Second Mortgage is a loan registered against a property that already carries a first mortgage. The second mortgage lender ranks behind the first mortgagee on the title, meaning they accept a higher risk position. Second mortgages are commonly provided by private lenders and specialist non-bank funders in Australia.

Why It Matters

Many business owners have equity locked in their property but can't (or don't want to) refinance their entire first mortgage to access it. A second mortgage lets them tap that equity without disturbing the existing loan. It's one of the most common structures in second mortgage business loans and private lending.

How It Works

  • The borrower already has a first mortgage (e.g. with a bank).
  • A second lender registers a mortgage behind the first, secured against the same property.
  • The combined LVR (first + second) is assessed to ensure adequate equity remains.
  • The second mortgage is repaid via refinance, property sale, or business cash flow.

Common Use Cases

  • Accessing equity for business purposes without refinancing the first mortgage
  • Funding ATO debts or Director Penalty Notices
  • Bridging a cash flow gap while waiting on a longer-term solution
  • Providing a deposit for a property purchase or development
  • Consolidating short-term business debts

Related Switchboard Resources

For information on mortgage registration, visit land.vic.gov.au.
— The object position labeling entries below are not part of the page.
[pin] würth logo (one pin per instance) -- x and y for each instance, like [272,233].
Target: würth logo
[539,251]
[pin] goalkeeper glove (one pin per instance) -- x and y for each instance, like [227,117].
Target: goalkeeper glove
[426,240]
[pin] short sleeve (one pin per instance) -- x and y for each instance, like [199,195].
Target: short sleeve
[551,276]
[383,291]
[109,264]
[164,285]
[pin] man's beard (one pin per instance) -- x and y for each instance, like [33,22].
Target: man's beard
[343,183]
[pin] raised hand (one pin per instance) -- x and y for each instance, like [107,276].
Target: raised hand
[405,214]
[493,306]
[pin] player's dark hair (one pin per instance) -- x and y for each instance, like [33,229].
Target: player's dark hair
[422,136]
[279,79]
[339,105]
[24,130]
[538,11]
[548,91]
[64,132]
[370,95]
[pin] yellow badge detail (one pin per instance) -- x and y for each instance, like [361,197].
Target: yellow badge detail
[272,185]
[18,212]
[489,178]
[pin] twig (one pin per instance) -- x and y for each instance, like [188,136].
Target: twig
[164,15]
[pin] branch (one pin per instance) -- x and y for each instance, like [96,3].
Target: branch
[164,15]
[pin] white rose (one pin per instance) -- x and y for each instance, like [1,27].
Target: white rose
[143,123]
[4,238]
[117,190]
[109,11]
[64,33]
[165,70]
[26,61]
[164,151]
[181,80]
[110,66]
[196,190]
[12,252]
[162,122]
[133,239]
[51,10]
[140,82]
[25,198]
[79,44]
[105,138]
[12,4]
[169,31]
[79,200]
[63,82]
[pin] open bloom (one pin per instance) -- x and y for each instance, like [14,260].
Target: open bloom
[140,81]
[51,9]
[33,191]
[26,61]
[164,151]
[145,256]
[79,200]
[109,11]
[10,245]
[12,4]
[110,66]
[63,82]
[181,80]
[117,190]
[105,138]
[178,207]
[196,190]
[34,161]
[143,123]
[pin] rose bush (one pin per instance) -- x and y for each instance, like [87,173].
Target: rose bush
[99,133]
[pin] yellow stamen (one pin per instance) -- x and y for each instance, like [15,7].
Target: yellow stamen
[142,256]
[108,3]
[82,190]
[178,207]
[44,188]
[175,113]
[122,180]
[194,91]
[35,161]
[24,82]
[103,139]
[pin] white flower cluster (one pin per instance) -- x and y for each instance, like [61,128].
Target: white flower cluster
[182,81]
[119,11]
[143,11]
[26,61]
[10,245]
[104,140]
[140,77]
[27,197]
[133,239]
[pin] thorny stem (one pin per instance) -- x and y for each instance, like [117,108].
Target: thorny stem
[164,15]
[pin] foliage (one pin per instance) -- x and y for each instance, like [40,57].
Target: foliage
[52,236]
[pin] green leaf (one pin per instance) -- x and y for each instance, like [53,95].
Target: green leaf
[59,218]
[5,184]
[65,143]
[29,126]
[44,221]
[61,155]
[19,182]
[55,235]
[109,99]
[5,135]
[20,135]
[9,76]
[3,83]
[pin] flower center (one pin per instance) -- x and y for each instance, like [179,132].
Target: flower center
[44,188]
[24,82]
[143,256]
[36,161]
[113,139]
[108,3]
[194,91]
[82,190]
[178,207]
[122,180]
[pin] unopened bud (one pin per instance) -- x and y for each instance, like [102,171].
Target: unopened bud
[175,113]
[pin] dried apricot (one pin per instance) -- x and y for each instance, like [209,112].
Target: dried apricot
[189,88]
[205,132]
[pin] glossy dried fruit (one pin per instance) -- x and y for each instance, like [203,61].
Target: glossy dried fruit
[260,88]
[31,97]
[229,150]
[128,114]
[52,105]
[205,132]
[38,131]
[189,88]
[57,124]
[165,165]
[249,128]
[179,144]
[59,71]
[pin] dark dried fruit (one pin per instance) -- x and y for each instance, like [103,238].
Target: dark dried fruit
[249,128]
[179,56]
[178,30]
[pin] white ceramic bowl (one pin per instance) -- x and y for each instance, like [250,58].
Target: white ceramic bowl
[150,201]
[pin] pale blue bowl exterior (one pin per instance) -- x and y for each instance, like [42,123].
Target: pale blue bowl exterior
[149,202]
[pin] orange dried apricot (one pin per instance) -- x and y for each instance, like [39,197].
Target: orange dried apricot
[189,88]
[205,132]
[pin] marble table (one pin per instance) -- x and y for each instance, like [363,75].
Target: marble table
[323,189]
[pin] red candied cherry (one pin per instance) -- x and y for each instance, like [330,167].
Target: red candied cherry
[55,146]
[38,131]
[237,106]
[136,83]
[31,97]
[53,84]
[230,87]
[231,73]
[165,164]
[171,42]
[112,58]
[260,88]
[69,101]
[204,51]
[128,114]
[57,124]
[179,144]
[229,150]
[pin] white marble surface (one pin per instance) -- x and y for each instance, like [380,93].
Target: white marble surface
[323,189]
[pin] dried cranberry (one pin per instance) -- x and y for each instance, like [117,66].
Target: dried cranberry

Can I get a second mortgage if my first lender doesn't allow it?
It depends. Some first mortgage contracts include consent requirements. A specialist broker can help navigate this and identify lenders who work within those constraints.
What interest rates do second mortgages carry?
Second mortgage rates are higher than first mortgage rates because the lender takes a subordinate position. Rates from private lenders typically range from 9% to 18% p.a. depending on LVR, security type, and term.
Is a second mortgage the same as a home equity loan?
Not exactly. A home equity loan is a broad term that can refer to any loan secured against home equity. A second mortgage specifically means the loan is registered behind an existing first mortgage on the property title.